One of the problems inherent in the propagation of gods as ruthless and arbitrary as those of even conventional Christianity is in teaching that concept to growing children. For one thing, children need a good night's sleep. They aren't likely to get one left all alone in the dark, waiting for the vicious, bloodthirsty god of the adult world to pounce on them for that cookie they snitched a few hours earlier when Mother wasn't looking. These beings are just too scary, definitely "R" rated gods, and, totally unsuitable for those below the age of seventeen. A surrogate was desperately required. The inexorable law of capitalism, demand determines supply, eventually provided one.
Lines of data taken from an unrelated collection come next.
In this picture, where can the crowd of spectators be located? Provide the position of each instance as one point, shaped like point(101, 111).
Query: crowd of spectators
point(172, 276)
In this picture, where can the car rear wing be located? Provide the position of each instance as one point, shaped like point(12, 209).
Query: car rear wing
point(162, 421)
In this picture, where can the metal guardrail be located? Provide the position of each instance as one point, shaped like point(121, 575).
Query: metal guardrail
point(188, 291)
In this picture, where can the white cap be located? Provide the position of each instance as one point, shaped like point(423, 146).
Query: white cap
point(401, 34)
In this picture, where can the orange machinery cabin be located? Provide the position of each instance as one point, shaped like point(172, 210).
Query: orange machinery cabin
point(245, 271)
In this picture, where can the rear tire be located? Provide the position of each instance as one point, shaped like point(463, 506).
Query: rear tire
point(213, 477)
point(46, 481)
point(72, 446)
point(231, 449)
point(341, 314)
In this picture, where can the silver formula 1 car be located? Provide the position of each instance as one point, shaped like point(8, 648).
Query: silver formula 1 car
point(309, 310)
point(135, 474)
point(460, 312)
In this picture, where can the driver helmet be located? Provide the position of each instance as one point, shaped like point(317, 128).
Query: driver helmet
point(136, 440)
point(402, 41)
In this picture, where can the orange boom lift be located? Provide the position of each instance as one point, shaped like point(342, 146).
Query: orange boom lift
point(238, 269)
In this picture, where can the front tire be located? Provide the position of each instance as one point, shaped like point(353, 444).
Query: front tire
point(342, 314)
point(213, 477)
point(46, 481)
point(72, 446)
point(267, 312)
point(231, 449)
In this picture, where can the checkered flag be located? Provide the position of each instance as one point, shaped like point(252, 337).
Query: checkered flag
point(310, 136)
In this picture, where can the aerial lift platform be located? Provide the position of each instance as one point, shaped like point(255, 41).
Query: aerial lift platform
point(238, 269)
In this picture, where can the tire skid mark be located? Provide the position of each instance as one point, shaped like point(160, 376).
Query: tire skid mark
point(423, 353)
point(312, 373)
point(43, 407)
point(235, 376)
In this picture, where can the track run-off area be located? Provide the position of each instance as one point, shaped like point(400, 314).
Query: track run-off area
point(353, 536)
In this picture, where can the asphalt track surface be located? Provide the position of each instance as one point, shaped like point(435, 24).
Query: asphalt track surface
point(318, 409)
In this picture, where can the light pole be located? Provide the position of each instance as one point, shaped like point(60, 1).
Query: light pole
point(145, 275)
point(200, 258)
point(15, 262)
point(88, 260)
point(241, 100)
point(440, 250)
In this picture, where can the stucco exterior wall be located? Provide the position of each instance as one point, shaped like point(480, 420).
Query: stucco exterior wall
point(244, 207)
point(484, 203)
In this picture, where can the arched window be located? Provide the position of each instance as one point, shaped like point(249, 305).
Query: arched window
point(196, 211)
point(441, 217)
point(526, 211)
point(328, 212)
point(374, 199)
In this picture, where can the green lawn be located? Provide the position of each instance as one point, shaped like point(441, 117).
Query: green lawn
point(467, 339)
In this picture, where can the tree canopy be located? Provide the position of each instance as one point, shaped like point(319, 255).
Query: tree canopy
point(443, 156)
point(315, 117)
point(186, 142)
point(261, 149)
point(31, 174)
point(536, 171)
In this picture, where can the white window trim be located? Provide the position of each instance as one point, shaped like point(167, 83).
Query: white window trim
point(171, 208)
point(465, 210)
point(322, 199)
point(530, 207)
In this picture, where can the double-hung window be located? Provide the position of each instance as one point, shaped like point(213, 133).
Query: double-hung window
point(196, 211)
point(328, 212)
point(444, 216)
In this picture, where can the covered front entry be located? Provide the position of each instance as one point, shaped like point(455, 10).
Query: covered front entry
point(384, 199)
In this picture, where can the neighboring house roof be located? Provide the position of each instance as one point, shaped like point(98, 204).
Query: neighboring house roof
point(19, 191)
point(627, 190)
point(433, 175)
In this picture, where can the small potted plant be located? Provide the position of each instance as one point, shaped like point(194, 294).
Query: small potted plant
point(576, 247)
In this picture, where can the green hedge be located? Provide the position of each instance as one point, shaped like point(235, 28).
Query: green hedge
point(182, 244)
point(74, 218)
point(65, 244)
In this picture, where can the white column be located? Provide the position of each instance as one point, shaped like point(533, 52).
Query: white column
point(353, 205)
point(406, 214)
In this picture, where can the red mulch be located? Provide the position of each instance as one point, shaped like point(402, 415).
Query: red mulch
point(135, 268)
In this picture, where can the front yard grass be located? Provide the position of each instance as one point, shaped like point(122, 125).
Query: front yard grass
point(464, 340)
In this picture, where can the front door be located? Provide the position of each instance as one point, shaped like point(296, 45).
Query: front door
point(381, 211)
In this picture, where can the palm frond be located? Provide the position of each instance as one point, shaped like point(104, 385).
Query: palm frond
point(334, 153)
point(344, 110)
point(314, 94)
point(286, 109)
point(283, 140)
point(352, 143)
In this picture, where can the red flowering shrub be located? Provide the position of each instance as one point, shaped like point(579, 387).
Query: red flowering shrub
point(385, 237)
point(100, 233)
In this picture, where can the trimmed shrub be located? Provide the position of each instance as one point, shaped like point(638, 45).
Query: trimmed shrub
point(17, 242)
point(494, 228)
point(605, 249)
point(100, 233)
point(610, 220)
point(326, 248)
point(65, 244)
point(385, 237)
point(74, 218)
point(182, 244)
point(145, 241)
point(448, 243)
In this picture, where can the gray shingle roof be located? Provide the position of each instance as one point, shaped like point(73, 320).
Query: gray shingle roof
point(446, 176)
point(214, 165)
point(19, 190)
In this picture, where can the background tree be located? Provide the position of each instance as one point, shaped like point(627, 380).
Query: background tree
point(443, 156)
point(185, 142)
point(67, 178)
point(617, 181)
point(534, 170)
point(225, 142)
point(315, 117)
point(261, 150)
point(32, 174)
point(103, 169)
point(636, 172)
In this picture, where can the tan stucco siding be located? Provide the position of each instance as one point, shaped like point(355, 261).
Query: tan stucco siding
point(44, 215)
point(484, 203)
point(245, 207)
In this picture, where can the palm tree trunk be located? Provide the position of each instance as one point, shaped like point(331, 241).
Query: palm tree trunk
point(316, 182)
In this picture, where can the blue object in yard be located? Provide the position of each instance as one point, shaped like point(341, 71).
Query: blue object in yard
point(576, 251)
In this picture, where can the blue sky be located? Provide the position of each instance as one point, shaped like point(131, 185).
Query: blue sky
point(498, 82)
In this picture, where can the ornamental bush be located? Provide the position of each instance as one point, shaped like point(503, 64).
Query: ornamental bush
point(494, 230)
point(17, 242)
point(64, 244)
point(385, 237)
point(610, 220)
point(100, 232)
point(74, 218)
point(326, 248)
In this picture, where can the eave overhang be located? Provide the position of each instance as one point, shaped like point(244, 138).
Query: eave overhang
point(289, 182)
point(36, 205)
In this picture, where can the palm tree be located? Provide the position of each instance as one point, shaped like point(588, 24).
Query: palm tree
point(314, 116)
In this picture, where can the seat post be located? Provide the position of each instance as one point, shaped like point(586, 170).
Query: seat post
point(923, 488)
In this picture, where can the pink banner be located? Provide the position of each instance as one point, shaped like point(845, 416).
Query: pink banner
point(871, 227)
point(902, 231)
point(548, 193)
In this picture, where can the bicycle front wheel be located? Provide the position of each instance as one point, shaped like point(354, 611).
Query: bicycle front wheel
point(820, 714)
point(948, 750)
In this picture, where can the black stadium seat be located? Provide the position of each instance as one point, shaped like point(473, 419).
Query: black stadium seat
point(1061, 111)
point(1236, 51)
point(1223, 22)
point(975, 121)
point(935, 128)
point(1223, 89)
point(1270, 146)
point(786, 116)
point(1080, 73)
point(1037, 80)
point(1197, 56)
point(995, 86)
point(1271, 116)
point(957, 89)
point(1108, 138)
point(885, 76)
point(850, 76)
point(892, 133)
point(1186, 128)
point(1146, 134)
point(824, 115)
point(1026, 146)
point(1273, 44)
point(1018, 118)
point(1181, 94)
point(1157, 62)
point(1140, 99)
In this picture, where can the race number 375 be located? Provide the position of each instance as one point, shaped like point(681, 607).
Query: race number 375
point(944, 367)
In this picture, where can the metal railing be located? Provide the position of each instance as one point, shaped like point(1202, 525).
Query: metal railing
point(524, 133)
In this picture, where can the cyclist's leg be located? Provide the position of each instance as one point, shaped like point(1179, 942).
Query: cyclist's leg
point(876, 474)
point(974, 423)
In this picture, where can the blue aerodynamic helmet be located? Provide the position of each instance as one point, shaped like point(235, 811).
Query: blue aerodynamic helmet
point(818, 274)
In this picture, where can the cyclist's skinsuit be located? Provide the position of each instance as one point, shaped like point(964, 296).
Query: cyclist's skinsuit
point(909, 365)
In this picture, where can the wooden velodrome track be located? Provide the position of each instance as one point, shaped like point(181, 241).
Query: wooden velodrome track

A largely Germanic invention, this interim deity achieved social respectability in the late 1800's. The business of America at this time was rapidly becoming business and, aside from being a bland enough entree for small children's religious digestive tracts, this new tidbit was definitely good for commerce. He even appeared, from a merchant's point of view at least, at a fortuitous time of year and it was, thus, that on the evening of December twenty- fourth, between the hours of sundown to sunup, an obese elf of retarded vocabulary began visiting the homes of all children, good or otherwise, in the United States, Canada, Great Britain, almost everywhere kinder, gentler gods are sold, leaving behind a trail of toys, candy, and other bribes to insure the recipient's future good conduct, while rewarding that of the year past. For those who had led less than exemplary lives, the worst they could expect was a lump of coal in their stockings, presumably an omen from the nether regions. But, at least, this could be lived with and little hellions who perhaps needed it most could at last get a good night's sleep.